Siapapun dia boleh jadi keluarga, pasangan dan sesama yang kita cintai semoga namanya abadi dan Tuhan jadikan sebagai titik takdir kebersamaan yang senantiasa menemani kita ketika gundah gulana dan gembira ria dalam mengarungi komplikasi hidup. Ada pun orang yang kita benci semoga Tuhan balikkan hati kita untuk terus mencintai tanpa pernah menebar benci. Karena kebencian tidak akan pernah mengungguli kebesaran cinta dan cinta tidak akan membiarkan kebencian mejamur dan subur dibelahan dunia. Melawan kebencian sama halnya dengan menebarkan banyak cinta.  Sejatinya memang manusia diciptakan bukan untuk saling memberi sapaan kebencian melainkan dengan sapaan kelembutan cinta. Kalau Tuhan yang Maha Mencintai, mungkinkah kita makhluk yang penuh dengan kenisbian masih kukuh pendirian atas kebencian?
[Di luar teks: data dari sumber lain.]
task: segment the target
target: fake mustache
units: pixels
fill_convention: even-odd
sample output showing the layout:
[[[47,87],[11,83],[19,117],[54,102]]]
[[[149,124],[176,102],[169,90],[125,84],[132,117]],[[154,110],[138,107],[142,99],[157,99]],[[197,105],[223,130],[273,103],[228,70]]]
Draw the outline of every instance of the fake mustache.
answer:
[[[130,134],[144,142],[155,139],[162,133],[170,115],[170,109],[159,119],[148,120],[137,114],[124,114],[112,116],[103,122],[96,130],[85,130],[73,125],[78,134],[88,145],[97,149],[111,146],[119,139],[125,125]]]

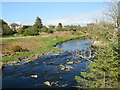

Kita bukan manusia yang mendayu-dayu tapi memang begini adanya. Ia punya daya magnetis yang menarik siapa saja untuk masuk dalam jeratan cinta yang membius. Terkadang menjadi merana secara tiba-tiba dan tak jarang pula disambut penuh dengan rasa suka cita. Apalagi yang pas untuk mendeskripsikan abstraksi cinta kalau bukan serba-serbi kemungkinan? Sisi lain kita beruntung dan sisi lain mengalami kebuntungan (merugi). Tidak banyak yang bisa kita lakukan untuk menemukan dan menembus cinta paripurna selain usaha dan menyerahkan semua pada putusan yang Maha Sempurna. Apa yang kita lakukan adalah kemungkinan yang selalu disemogakan. Berharap Tuhan menempatkan orang orang yang pas dalam bilik bilik hati kita, ketika hati sudah lagi tak sanggup membaca biarkan Tuhan menuntun, karena Dia adalah sebaik-baiknya penuntun.